Rob: Yes, quickly. I think it’s going to change things massively on the AI side. Think about it. Paid advertising comes with a much more, “Well, what’s the ROI? How much money am I going to make? If I give you $1, do I get $50 back? If I don’t get $50 back, I can get $50 on Google.” I think that’s going to change that attribution element. It’s going to force the algorithms. It’s going to force the platforms to play a different game they haven’t been playing yet.
Even worse, they’ve been arguing that’s bad. Most of these platforms are like, “Ad-free.” Now they’re all going into the ad world. Well, it’s just like everything else. They get you on board. They get you using it.

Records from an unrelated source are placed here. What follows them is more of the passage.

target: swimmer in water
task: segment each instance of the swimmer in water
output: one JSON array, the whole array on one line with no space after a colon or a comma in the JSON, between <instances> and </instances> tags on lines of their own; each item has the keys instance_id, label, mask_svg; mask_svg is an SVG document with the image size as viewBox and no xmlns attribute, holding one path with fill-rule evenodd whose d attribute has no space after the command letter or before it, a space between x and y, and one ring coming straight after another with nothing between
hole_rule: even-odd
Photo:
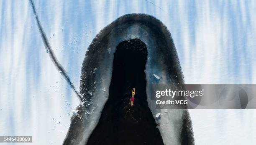
<instances>
[{"instance_id":1,"label":"swimmer in water","mask_svg":"<svg viewBox=\"0 0 256 145\"><path fill-rule=\"evenodd\" d=\"M131 98L131 102L130 103L131 106L133 106L133 101L134 101L134 95L135 95L135 88L133 88L133 91L132 91L132 97Z\"/></svg>"}]
</instances>

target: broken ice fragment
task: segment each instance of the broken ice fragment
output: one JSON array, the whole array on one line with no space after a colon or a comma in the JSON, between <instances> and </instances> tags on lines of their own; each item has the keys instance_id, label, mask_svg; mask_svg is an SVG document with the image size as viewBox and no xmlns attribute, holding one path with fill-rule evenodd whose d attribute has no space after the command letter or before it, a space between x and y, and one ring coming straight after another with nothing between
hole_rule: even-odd
<instances>
[{"instance_id":1,"label":"broken ice fragment","mask_svg":"<svg viewBox=\"0 0 256 145\"><path fill-rule=\"evenodd\" d=\"M161 113L158 113L156 114L156 117L157 118L159 118L160 117L160 116L161 114Z\"/></svg>"},{"instance_id":2,"label":"broken ice fragment","mask_svg":"<svg viewBox=\"0 0 256 145\"><path fill-rule=\"evenodd\" d=\"M158 75L155 74L153 74L153 75L154 75L154 76L156 77L156 78L157 79L160 79L160 77L159 77Z\"/></svg>"}]
</instances>

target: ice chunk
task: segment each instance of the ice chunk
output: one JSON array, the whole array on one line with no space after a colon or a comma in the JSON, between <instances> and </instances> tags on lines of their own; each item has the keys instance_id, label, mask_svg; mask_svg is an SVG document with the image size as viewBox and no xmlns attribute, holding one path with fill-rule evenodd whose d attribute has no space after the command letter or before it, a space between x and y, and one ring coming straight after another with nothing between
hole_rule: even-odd
<instances>
[{"instance_id":1,"label":"ice chunk","mask_svg":"<svg viewBox=\"0 0 256 145\"><path fill-rule=\"evenodd\" d=\"M160 115L161 115L161 113L158 113L156 115L156 117L157 118L159 118L160 116Z\"/></svg>"},{"instance_id":2,"label":"ice chunk","mask_svg":"<svg viewBox=\"0 0 256 145\"><path fill-rule=\"evenodd\" d=\"M160 77L159 77L158 75L156 75L156 74L153 74L153 75L154 75L154 76L157 79L160 79Z\"/></svg>"}]
</instances>

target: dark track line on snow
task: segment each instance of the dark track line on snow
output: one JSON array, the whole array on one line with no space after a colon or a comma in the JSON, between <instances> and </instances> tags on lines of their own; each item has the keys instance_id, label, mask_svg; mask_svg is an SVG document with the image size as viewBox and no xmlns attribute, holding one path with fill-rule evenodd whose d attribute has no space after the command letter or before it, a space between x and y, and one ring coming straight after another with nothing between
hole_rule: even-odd
<instances>
[{"instance_id":1,"label":"dark track line on snow","mask_svg":"<svg viewBox=\"0 0 256 145\"><path fill-rule=\"evenodd\" d=\"M82 96L77 90L73 84L73 83L72 83L72 81L70 80L70 78L69 78L69 77L65 69L64 69L62 66L59 63L59 61L57 59L57 58L55 57L54 53L51 49L50 44L47 40L47 38L46 36L45 33L44 31L44 29L41 25L40 22L38 18L38 16L37 15L37 13L36 13L36 8L35 8L35 5L34 5L34 3L33 0L29 0L29 2L30 2L30 4L32 6L33 13L34 13L34 15L35 15L35 17L36 18L36 24L37 25L38 28L39 29L40 34L41 34L41 37L42 37L42 39L43 39L44 44L45 47L45 49L49 54L49 55L50 56L50 57L51 58L51 61L55 65L57 69L59 71L61 74L64 77L65 79L69 85L72 89L73 89L76 94L77 95L78 98L79 98L81 101L83 101L83 100L82 99Z\"/></svg>"}]
</instances>

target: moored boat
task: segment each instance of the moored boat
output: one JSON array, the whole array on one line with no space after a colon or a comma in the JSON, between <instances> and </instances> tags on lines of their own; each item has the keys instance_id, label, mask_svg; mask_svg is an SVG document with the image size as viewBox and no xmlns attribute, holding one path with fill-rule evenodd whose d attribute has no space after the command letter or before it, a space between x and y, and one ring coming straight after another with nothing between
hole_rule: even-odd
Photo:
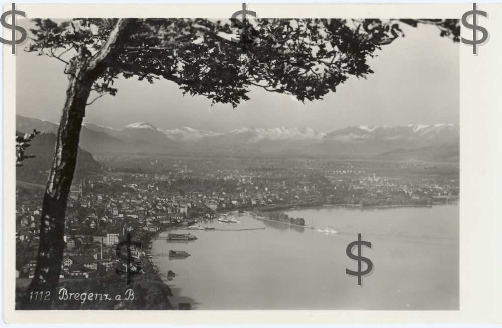
<instances>
[{"instance_id":1,"label":"moored boat","mask_svg":"<svg viewBox=\"0 0 502 328\"><path fill-rule=\"evenodd\" d=\"M169 256L171 258L186 258L190 256L190 254L185 251L169 250Z\"/></svg>"},{"instance_id":2,"label":"moored boat","mask_svg":"<svg viewBox=\"0 0 502 328\"><path fill-rule=\"evenodd\" d=\"M189 233L169 233L167 235L168 240L196 240L197 237Z\"/></svg>"}]
</instances>

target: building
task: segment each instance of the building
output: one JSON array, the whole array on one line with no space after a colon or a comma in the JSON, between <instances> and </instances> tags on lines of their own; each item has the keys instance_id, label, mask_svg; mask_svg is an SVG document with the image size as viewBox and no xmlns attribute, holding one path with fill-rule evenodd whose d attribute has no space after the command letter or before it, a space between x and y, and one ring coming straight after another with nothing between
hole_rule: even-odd
<instances>
[{"instance_id":1,"label":"building","mask_svg":"<svg viewBox=\"0 0 502 328\"><path fill-rule=\"evenodd\" d=\"M105 243L109 246L119 243L119 234L116 233L107 233L107 239Z\"/></svg>"},{"instance_id":2,"label":"building","mask_svg":"<svg viewBox=\"0 0 502 328\"><path fill-rule=\"evenodd\" d=\"M204 205L206 205L206 207L213 211L216 211L218 208L218 203L214 200L208 201Z\"/></svg>"}]
</instances>

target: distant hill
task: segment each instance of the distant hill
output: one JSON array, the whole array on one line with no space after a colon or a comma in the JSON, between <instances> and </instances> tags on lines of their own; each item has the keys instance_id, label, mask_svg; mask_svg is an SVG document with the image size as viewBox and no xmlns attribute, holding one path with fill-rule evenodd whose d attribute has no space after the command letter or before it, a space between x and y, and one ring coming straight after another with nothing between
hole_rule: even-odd
<instances>
[{"instance_id":1,"label":"distant hill","mask_svg":"<svg viewBox=\"0 0 502 328\"><path fill-rule=\"evenodd\" d=\"M28 155L33 155L34 158L26 159L23 166L16 168L16 180L32 184L45 185L49 176L54 146L56 144L56 135L53 133L41 133L37 135L31 142L27 150ZM98 172L101 170L101 165L96 161L92 155L80 147L77 155L76 176L85 175L89 172Z\"/></svg>"},{"instance_id":2,"label":"distant hill","mask_svg":"<svg viewBox=\"0 0 502 328\"><path fill-rule=\"evenodd\" d=\"M56 133L59 125L52 122L35 118L16 116L16 130L22 132L31 132L33 129L44 132ZM167 153L176 150L173 144L152 144L148 140L142 140L141 136L137 136L137 131L131 133L132 136L127 140L111 135L109 133L118 134L120 130L95 124L84 125L80 131L79 145L84 149L94 154L110 153L135 154L138 152ZM106 132L103 132L106 131ZM127 133L128 131L126 131ZM135 134L136 133L136 134ZM148 134L147 134L148 135ZM136 137L135 138L134 137ZM167 136L164 136L167 141ZM138 142L140 142L138 144Z\"/></svg>"},{"instance_id":3,"label":"distant hill","mask_svg":"<svg viewBox=\"0 0 502 328\"><path fill-rule=\"evenodd\" d=\"M16 128L23 132L36 128L55 132L57 127L46 121L16 117ZM308 127L242 127L215 132L186 127L162 130L146 122L119 129L85 123L80 146L95 155L204 153L369 158L393 151L392 156L400 158L409 151L404 149L423 148L421 155L417 152L414 156L444 159L448 155L440 156L437 147L451 146L452 151L456 148L458 152L459 134L458 125L447 123L360 125L324 133ZM427 151L431 153L427 154Z\"/></svg>"},{"instance_id":4,"label":"distant hill","mask_svg":"<svg viewBox=\"0 0 502 328\"><path fill-rule=\"evenodd\" d=\"M374 156L372 158L394 162L424 161L456 162L460 161L460 147L442 145L413 149L396 149Z\"/></svg>"}]
</instances>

They sell it to you. Once they get a critical mass, now they can start to monetize it. It’s a matter of time before every single one of these. We all know for a fact these platforms aren’t making money, so they need the strategy.
Lauren: Those are the actual generative engines themselves. We all know and we’ve discussed that AI-assisted search is a big part of the SERP, too. Your general sentiment last year was the fundamentals of SEO still apply to an effective AIO strategy. Where do you stand today on that? What has changed? What do you think people need to be focusing on?
Rob: The fundamentals are definitely still there. You still need good schema. You need good content. You need good messaging. You need something interesting to say. It’s changing a bit. I joke when I have to tell the story because I don’t like the words, but it’s changed a lot from measuring pages and ranking pages to chunks. Entities is sometimes what we refer to it as, but it’s really looking at content in a larger group. It’s looking at your website as a larger connection of things. Your authority is a larger connection of things.
Google platforms still rely a bit more on SEO outcomes, partly because at the end of the day, remember, Google still has a lot of money they make every single minute of every single day on SERP. It still funnels you back towards that Google search. For ChatGPT, again, still very important, but tends to be a little bit more common language, tends to be a little more flexible and not over-indexed. Traditional SEO looks for more of those answer-driven elements, but still requires the same thing. It requires strong content. It requires interconnected content. It requires schema and organization to make sure that it can understand what you’re saying and back it up.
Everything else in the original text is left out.